A simple User model could be represented this way in Scala:

case class User(id: long, name: String)

And its Avro schema would look like this:

{
  "type": "record",
  "name": "User",
  "fields" : [
    {"name": "id", "type": "long"},
    {"name": "name", "type": "string"}
  ]
}

It’s possible to share such schemas across projects by creating a dedicated versioned git repository. Any project can either use git submodules to import it or directly build an artefact and use the its dependency manager to import the compiled schemas.

Thanks to this, any project can depend on a schema at compile-time (let’s ignore language such as Javascript which does runtime checks only). It means that if the project compiles, we’re almost good to go into production because we are using the “official” schemas of data: we will be compatible with anyone producing or consuming them (if the schema is compatible of course, as we’ll see right below).

Compatibility

As we said: Data evolve. Avro’s biggest selling-point is its schema evolution management (the second selling-point being its tiny size then fast serde). How lucky we are!

When a schema on the git repository has changed, it does not mean it’s backward or forward compatible: git does not have the intelligence to validate that.

This is where the Schema Registry comes into play.

It’s a small application (typically a simple REST app with a database) that exists only to expose existing schemas and validate that the new schemas are compatible.

When a data producer starts, it will register the schema it is using (if not yet inside the registry): this is where the registry can reject its ask because — if incompatible — it could break potential consumers. Imagine a field was removed: what if a consumer (not updated yet) depends on it?

Enforcing the compability through a third-party component is a must-have. As we know, to err is human.

You can check out my article if you want to grasp the technical details of Avro and the Schema Registry:

Serializing data efficiently with Apache Avro and dealing with a Schema Registry

Apache Avro is a must nowadays, but it’s rarely used alone.

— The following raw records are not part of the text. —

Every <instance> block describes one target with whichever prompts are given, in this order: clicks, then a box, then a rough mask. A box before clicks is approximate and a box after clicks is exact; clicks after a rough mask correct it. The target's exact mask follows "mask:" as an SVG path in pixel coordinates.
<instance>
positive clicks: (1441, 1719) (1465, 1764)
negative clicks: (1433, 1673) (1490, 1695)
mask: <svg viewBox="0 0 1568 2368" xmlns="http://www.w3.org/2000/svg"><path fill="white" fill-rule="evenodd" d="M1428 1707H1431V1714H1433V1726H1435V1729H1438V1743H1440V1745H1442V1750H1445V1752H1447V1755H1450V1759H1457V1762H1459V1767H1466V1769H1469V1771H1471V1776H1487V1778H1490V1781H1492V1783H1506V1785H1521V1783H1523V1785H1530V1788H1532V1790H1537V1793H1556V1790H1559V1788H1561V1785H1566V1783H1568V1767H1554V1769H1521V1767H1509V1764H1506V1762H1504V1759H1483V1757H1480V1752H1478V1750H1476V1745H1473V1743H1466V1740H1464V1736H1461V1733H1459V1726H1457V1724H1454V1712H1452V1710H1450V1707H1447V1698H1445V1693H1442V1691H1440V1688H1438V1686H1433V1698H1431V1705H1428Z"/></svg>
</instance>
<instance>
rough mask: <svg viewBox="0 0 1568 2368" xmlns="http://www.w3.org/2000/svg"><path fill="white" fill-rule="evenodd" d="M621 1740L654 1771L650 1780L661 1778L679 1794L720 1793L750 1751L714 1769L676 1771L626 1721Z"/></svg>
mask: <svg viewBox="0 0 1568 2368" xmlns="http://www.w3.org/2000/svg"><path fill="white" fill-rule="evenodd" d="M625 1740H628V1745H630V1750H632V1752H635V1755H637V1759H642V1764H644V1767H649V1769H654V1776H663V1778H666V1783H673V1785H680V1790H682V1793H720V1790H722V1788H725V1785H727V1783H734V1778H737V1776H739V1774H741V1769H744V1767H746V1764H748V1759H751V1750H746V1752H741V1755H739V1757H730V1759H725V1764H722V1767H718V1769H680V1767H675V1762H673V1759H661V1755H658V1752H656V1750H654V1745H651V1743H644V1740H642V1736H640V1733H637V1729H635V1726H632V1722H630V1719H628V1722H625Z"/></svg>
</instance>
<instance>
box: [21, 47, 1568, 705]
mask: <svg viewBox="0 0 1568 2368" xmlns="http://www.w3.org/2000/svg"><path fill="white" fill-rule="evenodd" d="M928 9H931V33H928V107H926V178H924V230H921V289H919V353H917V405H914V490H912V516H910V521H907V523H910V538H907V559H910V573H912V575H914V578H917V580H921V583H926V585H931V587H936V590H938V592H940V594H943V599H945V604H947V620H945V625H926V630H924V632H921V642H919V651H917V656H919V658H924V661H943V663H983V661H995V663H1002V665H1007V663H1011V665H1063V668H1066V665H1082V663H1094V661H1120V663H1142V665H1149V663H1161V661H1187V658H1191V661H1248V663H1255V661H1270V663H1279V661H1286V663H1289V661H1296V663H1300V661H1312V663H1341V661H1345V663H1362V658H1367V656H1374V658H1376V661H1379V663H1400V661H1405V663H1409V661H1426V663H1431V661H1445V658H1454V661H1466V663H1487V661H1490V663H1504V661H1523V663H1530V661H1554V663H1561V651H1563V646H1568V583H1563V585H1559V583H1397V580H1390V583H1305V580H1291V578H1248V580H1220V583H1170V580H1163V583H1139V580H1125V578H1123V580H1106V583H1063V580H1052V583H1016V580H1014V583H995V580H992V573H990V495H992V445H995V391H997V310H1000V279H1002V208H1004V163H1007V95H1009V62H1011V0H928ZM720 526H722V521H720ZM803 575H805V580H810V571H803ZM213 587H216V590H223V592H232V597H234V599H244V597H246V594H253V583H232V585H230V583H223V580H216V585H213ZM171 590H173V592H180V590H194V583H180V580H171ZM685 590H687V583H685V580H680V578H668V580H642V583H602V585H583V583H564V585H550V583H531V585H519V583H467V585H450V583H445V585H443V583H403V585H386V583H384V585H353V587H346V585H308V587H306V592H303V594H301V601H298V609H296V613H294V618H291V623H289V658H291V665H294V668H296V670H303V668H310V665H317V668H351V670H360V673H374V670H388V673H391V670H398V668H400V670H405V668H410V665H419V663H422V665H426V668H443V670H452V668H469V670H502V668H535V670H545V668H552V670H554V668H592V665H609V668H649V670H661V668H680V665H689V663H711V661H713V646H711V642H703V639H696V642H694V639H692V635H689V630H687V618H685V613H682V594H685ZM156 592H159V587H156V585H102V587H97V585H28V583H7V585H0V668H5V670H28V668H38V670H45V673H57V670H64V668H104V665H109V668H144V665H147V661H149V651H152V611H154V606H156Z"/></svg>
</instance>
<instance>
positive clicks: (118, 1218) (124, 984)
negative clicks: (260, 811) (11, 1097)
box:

For the sake of schema evolution (any business have…

www.sderosiaux.com

Conclusion

This was just a prelude to the huge world of a Data Governance and the combination of Kafka and Avro. It’s not a “you should do” article, but more “you could do”.

Combining the Kafka Platform and Avro gives us a bright and stable future:

A performant and robust way of exchanging data.
A total decoupling between producers and consumers: a service doesn’t need to manage who consumes its data.
Governance: with the Schema Registry, you can list all the type of data available and their schemas (and their evolutions). Nobody needs to ask you “what is the format of your data? send me an excel please”.
Future-proof: with Avro, you ensure nobody can inject “bad” data that could break consuming services.

But that also raises tons of questions:

Who owns what? Kafka? Its data? The Schema Registry? Its schemas?
If you share something, you must define SLAs.
The data and schemas accesses and modifications needs to be controlled (ACLs)
What happen when you really need to break the schema compability?